It still sounds really suspect to me. What kind of breeder would let two pups go together from the same litter, and so early (early because they will stay together maybe?). I could _maybe_ understand it if it was someone who had owned vizslas before, but for a new v owner, one vizsla puppy on its own is beyond intense. Sorry to sound judgey, Angie, I know you are excited and so you should be, it is an amazing lifechange. But I'm not sure everything sounds kosher. I've also heard they bond more with each other than with their humans when you get them as pups from the same litter.


----------



## Angie NG (Jun 6, 2012)

I hope my comment earlier about having 2 pups was not offensive, I just meant in general as I am new to all this. I am quite sure I looked at this particular breeder before I decided who to get a pup from.
Something didn't feel right to me, couldn't quite put my finger on it but we decided not to get one from them. Now we are getting a lovely girl in a few weeks. So looking forward to it.


----------



## [email protected] jenkinson (Mar 31, 2012)

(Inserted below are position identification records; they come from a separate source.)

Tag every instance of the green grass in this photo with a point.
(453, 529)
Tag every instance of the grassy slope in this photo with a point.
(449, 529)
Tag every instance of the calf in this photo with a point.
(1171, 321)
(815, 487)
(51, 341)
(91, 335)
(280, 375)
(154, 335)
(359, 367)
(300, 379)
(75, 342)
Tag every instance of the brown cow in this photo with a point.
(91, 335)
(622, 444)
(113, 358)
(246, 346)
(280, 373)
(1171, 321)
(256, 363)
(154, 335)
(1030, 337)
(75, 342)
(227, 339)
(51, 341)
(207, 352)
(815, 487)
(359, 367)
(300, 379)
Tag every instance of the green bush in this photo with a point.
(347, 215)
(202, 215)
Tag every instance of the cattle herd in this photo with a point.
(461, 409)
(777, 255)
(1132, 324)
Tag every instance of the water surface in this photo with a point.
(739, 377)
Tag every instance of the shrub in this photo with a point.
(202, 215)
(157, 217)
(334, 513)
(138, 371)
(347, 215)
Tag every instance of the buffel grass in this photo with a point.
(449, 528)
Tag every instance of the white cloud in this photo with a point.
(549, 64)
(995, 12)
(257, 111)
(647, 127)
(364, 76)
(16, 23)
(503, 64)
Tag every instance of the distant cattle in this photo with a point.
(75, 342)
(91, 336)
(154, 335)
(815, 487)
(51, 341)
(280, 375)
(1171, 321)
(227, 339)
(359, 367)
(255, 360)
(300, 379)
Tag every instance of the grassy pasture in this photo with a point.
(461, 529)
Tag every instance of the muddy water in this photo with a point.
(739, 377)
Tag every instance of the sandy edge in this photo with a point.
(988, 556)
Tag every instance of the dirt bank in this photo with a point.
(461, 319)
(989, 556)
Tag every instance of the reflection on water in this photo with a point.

Just to put things straight i never said we were collecting pups in three and a half weeks i said we were picking them (choosing our pups!!) These are not our first dogs and as for two from the same litter we have two sets of friends who have done this and they would not do it any other way. We dont bring our pups home till second week in August making them nine weeks old. Its each to there own ideas and views. This is not something as a family we have rushed into we have put a great deal of thought into having two pups and we cant wait!!


----------



## Angie NG (Jun 6, 2012)

I think some of us read it wrong [email protected] jenkinson, I am sure you have thought it through as a family and I don't feel you need to justify yourself to anyone. I have not been on here very long but so far I have realised everyone is very welcoming and helpful and at the same time everyone has different views on certain subjects. I am sure your puppy's will have a great time together and look forward to hearing more about them.


----------



## Darcy1311 (May 27, 2012)

I certainly don't think its bad to have 2 pups from one litter...In fact, the bloke I bought my vizsla from only had 3 pups in her litter I know that one of them was sold but I worry about the plight of the other one, as I later found out that my pups mother who I saw at the breeders house had been sold on twice and that she had 7 litters in her 7 year life with a total of 40 {forty} pups...
In the breed code of practice this is far to many..I contacted the original breeders who sold Darcy's mum as a pup, Chataway Cimbora Von Chulak,is Darcy's mums kennel name....and the breeder is very concerned for her well being and we are trying to find her as she has now been sold on again...
I guess all I am saying is that there was one pup left and if it never sold, the chances are it could have been culled, as appears to be the case of these 4 vizsla pups found dead last month in Lincolnshire...


----------



## Angie NG (Jun 6, 2012)

Goodness that is a lot of pups Darcy1311,I did a bit of research of my own and if I have my facts right you can breed as many pups as you want but the pups won't be kennel club registered unless the pups are born a few years between each birth. Hope that made sense. Surely all the births on the poor mother your talking about is to many for her to manage, not that I no much about it. Just saying. Hope the breeder finds her and she is ok!!


----------



## Gingernutter (Dec 4, 2011)

It's against the code of ethics that are in place by the Hungarian Vizsla society and Club. The full code of ethics for breeding can be found on the relevant websites. Also pointed out to me by one of the committee members from the HVC was that some breeders who are on the UK KC Accredited Breeders Scheme are not following all the rules fully. The HVC and HVS will offer advice of recommended breeders. 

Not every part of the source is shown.